Jero Mangku Gede Ketut Telaga: Tolak Jadi Pemangku, Mobil Masuk Jurang

BALI EXPRESS, TEGALLALANG – Setiap orang yang akan ngayah menjadi pemangku, tanpa disadari ada pantangan yang tidak boleh dilanggar. Terlebih tanda akan menjadi pangayah berawal dari kecil.

Pemangku Pura Agung Gunung Raung, Tegallalang, Gianyar, Jero Mangku Gede Ketut Telaga, sangat merasakan berbagai pantangan yang harus dipatuhi. Kalau tidak, ada saja masalah yang muncul, terutama sakit. Pasalnya, pantangan itu tak semuanya diketahui, sehingga kerap dilanggar .

Jero Mangku Ketut Telaga sejak kecil sakit setiap melewati rumah orang meninggal. Ia juga mengaku sejak kecil ketika dipeluk saat bercanda oleh temannya akan jatuh sakit.

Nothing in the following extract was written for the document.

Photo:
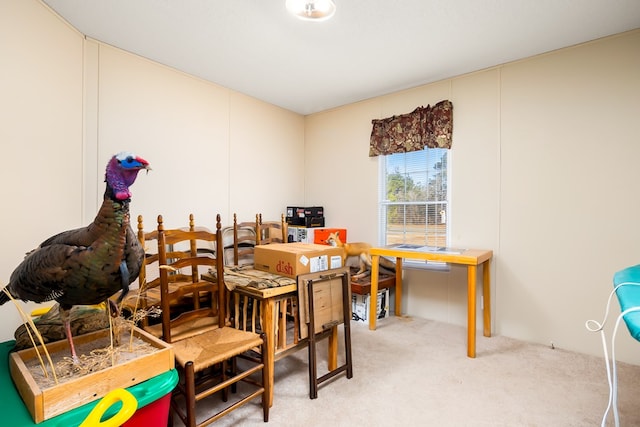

“Waduh kalau menjelaskan tentang pantangan, sangat banyak sekali. Pernah saya berbelanja membeli sayur, juga bubur, ternyata pedagangnya pas cuntaka. Setelah itu saya langsung jatuh sakit,” terangnya kepada Bali Express (Jawa Pos Group) di rumahnya di Desa Taro Kaja, Tegallalang, Gianyar, pekan kemarin.

Begitu juga saat melintasi rumah orang yang meninggal dan ada mayatnya, lanjutnya, sampai di rumah akan sakit .

Guna mengatasi hal itu, lanjutnya, obatnya sangat mudah. ” Hanya menggunakan klungah (kelapa muda) dan air cendana. Airnya itu sebagai penetral ketika mengalami rasa sakit. Terlebih sakit kepala dan sakit pada bagian dalam tubuh,” ujarnya.

Ketika beranjak dewasa, ia lantas ditunjuk sebagai pangayah di Pura Agung Gunung Raung. Dikarenakan belum siap dan tidak percaya, Ketut Telaga mengabaiakan utusan tersebut.

Ketika tidur, ia sempat dibangunkan oleh kakaknya karena ada yang nunas baos terkait pangayah di pura. Dan, ternyata namanya muncul saat nunas raos tersebut untuk menjadi pemangku.

“Sedang enak-enaknya saya tidur saat itu, saya jadi kaget karena tidak tahu apa-apa, ditunjuk jadi pangayah. Karena disuruh langsung ke tempat orang nunas raos, tapi saya tidak mau karena saya sudah tidak menghiraukannya,” terangnya.

Setelah penolakan itu, musibah berdatangan. Ketut Telaga sempat jatuh bersama mobilnya ke dalam sungai. Ketika itu ia sedang gencarnya sebagai pengusaha batu padas. Bahkan, sendirian dan yang pertama mejadi penjual batu padas di daerah Taro.

Berkaca dari berbagai kejadian itu, akhirnya tugas ngayahnya diterima dan dijalankan hingga kini. Apalagi menjadi pemangku memang keturunan dari leluhurnya.